Nissan Leaf 2018: un pas de plus dans la bonne direction

L’auto électrique la plus vendue du 21e siècle, la Nissan Leaf, s’est refait une beauté.

Nissan Leaf 2018

Fiche d'appréciation

Cote d'ensemble:

8/10

Forces et faiblesses:

  • Système ePedal remarquable
  • Design extérieur et intérieur réussi
  • Habitacle confortable et spacieux
  • Volume du coffre limité
  • Seuil du coffre gênant
  • Pas de CarPlay ni d’Android Auto dans la Leaf S

Cote de l'auteur:

  • Équipement: 8/10

  • Prix: 8/10

  • Apparence: 8/10

  • Confort à l'avant: 8/10

  • Confort à l'arrière: 7/10

  • Comportement: 8/10

  • Performance: 8/10

  • Rangement: 7/10

L’auto électrique la plus vendue du 21e siècle, la Nissan Leaf, s’est refait une beauté. Sept ans après avoir donné ses lettres de noblesse au créneau jusqu’alors marginal des VÉ, cette nouvelle mouture offre une autonomie accrue, une allure plus classique et une façon nouvelle de conduire.

L’affluence observée au Salon du véhicule électrique de Montréal cette fin de semaine démontre l’engouement croissant des Québécois pour l’électrification des transports. Au même moment, une nouvelle Leaf fait ses débuts sur notre marché. Pour Nissan, la coïncidence est parfaite.

Pour apprécier à sa juste valeur cette nouveauté « évolutionnaire », il faut savoir que le créneau des véhicules électriques (VÉ) compte actuellement trois grandes catégories définies par l’autonomie et le prix du véhicule.

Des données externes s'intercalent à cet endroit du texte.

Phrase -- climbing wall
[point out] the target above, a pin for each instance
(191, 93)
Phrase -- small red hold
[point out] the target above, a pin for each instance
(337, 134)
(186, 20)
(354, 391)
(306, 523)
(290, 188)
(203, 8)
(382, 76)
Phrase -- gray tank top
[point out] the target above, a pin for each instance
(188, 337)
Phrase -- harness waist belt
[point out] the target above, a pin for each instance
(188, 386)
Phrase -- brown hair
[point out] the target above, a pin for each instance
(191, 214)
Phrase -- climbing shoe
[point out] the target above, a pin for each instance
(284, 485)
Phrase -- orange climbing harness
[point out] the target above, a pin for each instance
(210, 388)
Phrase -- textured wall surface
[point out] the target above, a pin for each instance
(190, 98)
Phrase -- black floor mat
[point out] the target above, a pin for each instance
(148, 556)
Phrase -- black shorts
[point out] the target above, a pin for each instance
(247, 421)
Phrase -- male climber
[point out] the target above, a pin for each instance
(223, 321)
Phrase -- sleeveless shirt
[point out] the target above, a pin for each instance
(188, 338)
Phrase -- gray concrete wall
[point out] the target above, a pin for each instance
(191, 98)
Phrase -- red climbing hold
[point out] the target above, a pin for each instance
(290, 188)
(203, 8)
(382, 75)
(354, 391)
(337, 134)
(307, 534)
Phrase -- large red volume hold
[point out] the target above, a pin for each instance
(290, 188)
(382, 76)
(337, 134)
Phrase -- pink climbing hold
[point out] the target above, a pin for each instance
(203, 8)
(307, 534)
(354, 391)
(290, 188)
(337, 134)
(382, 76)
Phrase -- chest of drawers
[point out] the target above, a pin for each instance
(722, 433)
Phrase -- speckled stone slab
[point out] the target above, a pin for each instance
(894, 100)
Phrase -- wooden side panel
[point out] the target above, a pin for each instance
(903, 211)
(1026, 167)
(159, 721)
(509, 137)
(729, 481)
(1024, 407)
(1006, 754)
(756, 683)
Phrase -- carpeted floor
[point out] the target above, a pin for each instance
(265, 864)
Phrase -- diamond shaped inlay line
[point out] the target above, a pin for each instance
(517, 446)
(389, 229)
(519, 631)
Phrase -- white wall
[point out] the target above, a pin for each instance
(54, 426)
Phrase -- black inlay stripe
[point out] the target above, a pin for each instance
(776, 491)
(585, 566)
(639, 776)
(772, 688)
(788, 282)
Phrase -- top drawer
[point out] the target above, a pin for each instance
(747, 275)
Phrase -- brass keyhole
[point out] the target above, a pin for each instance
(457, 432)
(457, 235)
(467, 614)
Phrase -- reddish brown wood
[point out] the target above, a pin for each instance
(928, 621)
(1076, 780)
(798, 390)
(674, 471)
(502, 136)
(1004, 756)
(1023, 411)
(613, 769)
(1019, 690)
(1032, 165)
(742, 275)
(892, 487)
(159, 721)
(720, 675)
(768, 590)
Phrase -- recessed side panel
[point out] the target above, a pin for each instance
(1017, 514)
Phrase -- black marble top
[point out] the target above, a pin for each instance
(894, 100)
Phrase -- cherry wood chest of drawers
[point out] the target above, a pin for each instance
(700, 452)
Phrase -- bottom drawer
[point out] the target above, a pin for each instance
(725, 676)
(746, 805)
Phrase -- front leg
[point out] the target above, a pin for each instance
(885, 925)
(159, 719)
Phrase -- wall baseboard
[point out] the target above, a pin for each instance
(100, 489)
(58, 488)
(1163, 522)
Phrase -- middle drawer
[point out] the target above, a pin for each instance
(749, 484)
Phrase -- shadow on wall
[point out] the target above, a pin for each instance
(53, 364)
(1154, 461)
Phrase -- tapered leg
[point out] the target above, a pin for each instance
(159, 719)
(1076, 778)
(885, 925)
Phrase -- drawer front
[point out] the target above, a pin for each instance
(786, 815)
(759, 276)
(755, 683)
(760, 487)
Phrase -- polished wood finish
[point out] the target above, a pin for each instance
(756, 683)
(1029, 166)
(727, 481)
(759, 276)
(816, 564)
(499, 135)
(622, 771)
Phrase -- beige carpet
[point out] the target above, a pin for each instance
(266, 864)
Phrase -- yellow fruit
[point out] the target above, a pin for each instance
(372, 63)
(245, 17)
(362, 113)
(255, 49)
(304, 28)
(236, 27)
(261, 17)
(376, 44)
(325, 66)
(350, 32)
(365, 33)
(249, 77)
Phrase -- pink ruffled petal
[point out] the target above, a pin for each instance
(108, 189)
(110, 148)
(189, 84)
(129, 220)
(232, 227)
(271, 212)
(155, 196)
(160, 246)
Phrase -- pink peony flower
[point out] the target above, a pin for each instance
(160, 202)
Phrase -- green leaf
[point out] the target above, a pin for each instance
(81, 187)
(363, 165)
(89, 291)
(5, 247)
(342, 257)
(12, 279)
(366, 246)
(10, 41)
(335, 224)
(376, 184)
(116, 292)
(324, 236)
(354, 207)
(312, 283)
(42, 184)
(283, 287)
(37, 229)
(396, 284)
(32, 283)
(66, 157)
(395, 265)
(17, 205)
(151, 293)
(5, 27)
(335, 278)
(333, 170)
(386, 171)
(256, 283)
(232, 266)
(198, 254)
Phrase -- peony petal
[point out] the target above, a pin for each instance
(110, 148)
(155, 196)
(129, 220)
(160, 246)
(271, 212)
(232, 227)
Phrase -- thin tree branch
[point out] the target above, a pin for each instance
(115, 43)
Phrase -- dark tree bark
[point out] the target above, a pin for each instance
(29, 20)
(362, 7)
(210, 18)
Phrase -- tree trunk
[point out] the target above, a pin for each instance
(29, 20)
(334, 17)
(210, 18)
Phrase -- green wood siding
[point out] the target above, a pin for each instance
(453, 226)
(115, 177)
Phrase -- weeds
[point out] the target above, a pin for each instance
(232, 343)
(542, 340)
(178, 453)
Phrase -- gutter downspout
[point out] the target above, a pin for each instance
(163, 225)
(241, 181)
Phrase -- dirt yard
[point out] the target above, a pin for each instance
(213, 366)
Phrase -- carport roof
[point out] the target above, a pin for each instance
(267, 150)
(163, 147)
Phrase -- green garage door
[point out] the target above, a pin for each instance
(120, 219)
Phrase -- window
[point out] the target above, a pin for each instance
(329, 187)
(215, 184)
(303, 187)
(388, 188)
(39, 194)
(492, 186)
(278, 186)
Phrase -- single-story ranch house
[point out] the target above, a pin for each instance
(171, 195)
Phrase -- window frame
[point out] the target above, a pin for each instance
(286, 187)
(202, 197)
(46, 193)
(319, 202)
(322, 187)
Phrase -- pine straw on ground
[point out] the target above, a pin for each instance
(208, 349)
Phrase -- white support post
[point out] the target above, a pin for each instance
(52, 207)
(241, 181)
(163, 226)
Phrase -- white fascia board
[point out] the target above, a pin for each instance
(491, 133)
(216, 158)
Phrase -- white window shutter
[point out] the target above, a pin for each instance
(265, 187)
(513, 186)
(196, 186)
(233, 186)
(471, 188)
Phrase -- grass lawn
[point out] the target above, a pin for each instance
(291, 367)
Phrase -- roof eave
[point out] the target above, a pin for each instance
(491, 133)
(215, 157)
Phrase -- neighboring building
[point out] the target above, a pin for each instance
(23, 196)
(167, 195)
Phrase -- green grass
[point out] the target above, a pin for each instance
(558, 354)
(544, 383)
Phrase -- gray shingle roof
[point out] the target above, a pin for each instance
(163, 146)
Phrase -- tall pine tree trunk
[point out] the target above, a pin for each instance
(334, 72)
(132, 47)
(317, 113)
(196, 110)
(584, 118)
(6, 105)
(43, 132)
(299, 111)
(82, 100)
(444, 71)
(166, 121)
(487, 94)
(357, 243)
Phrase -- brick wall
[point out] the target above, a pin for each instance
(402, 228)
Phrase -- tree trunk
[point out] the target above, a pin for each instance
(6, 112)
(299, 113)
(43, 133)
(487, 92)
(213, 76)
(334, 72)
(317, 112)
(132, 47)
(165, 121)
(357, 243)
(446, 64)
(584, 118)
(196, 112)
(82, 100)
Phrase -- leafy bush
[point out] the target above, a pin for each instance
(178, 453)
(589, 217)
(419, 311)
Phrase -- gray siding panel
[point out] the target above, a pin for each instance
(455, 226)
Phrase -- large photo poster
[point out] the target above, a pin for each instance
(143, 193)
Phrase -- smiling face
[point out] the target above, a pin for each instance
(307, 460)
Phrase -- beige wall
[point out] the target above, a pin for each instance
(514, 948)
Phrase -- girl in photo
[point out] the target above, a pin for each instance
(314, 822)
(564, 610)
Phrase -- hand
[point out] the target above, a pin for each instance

Les modèles abordables ont des prix de base étalés de 35 000 $ à plus de 40 000 $ et leur autonomie tourne autour de 200 à 250 km. La nouvelle Leaf en fait partie, Nissan affirmant qu’elle peut parcourir 242 km, soit 70 de plus que sa devancière. La catégorie suivante regroupe les véhicules capables de parcourir 350 à 400 km (Tesla Modèle 3, 354 km; Chevrolet Bolt EV, 383 km), qui sont offerts pour 45 000 $ à 55 000 $ environ. Il y a, enfin, les modèles haut de gamme comme les Tesla S et X, et les futurs produits de Porsche, Mercedes-Benz, Audi, etc. Ils sont généralement commandés avec un équipement étoffé et une batterie permettant de dépasser 550 km et plus, deux particularités expliquant leurs prix exorbitants.

Vocation urbaine

L’automobiliste qui effectue régulièrement le trajet Montréal-Québec n’est pas ciblé par les constructeurs de VÉ abordables. Ils visent plutôt le conducteur se déplaçant en milieu urbain. C’est le cas de Nissan, qui justifie sa stratégie par le portrait de l’automobiliste canadien typique tracé par Statistiques Canada. Il parcourt une quarantaine de kilomètres aller-retour quotidiennement pour son travail. Les 242 km de la Leaf 2018 suffiraient donc amplement pour une semaine d’utilisation, sans compter le fait qu’au retour du boulot, chaque jour (et aussi souvent qu’il le voudrait), cet automobiliste pourrait recharger la batterie.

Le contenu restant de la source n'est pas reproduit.